Jaime Hart, ScD, from Harvard, shifted focus to the atmospheric dimensions of cancer risk, tracing how air pollution research has matured since IARC’s 2013 carcinogen declaration. She noted that evidence at the time was largely restricted to lung cancer data. Today, the picture has broadened considerably. Hart highlighted recent consortium work linking traffic-related nitrogen dioxide with premenopausal and Black women’s breast cancer risk—”mostly being driven by premenopausal breast cancer and breast cancer among Black women and non-Hispanic white women”—while PM2.5 associations remain more equivocal for this site.

The mechanistic sophistication has advanced in parallel. Hart detailed how particulate matter can “translocate across your lungs, get into your circulation and deposit in every tissue in your body,” even ascending the nasal pathway to breach the blood-brain barrier. Her collaboration with VoPham on wildfire-specific PM2.5 revealed that “even for the same increase in air pollution exposure… if that PM2.5 is coming more from wildfires than not, you saw an elevated risk,” suggesting source-specific toxicity profiles that carry profound regulatory implications.
Iona Cheng, PhD, from University of California, San Francisco, anchored the session in the structural determinants that underlie these spatial patterns. Her work on redlining—historical mortgage discrimination encoded into contemporary health disparities—demonstrates how geospatial tools can excavate systemic injustice. “In Detroit… about 70% [of non-Hispanic white men with prostate cancer] do live in an area that has not been redlined, in contrast to about 30%,” she reported, whereas “almost 60%” of African American patients resided in the most heavily denied neighborhoods. The mortality gradient was stark: “Higher prostate cancer mortality, or lower survival, associated with living in neighborhoods with more redlining, for both Black and white men.”

Cheng emphasized that these are not proxy measures for individual behavior but independent contextual effects. “We do see that the neighborhood itself has contributions,” she said, describing how her team is developing racially-ethnic-specific composite indices of structural racism across housing, education, employment, and judicial domains.

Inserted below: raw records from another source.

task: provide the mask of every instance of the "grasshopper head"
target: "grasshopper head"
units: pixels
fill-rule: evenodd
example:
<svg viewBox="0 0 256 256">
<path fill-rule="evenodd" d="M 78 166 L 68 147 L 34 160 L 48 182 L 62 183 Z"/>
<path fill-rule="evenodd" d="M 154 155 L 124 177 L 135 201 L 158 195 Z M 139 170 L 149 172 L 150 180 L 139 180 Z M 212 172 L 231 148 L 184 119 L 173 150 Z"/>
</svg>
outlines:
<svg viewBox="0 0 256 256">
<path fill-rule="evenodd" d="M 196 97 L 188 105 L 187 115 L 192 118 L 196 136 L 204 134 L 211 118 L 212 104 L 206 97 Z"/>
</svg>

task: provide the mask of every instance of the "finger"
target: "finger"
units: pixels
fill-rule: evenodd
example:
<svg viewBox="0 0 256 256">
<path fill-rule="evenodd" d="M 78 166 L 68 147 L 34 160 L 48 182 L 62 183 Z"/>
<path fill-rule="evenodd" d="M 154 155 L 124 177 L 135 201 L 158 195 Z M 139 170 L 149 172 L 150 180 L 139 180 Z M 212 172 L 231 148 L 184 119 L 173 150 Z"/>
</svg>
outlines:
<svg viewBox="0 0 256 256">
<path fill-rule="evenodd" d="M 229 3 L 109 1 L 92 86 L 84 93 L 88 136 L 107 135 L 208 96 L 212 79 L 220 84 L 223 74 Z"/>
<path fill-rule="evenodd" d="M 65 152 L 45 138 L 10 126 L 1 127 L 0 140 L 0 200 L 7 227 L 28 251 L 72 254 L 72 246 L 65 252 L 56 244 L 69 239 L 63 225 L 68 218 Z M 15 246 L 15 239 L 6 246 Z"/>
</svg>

The community-engaged methodology proved essential: working with Hawaiian advisory boards revealed that non-Hispanic white reference groups made little demographic sense for the islands, prompting recalibration.
The session closed with a palpable sense of acceleration. From Google’s nascent geospatial reasoning AI to wearable sensor validation of satellite models; from street-view imagery classifying 350 million U.S. locations to ecological momentary assessment tracking real-time exposures, the toolkit is expanding exponentially. As Hart observed: “The places where we live, work, and play influence our risk of cancer, impose diagnostic outcomes. There are robust biological mechanisms that underlie this.” The geospatial revolution in cancer epidemiology, it seems, is only getting started.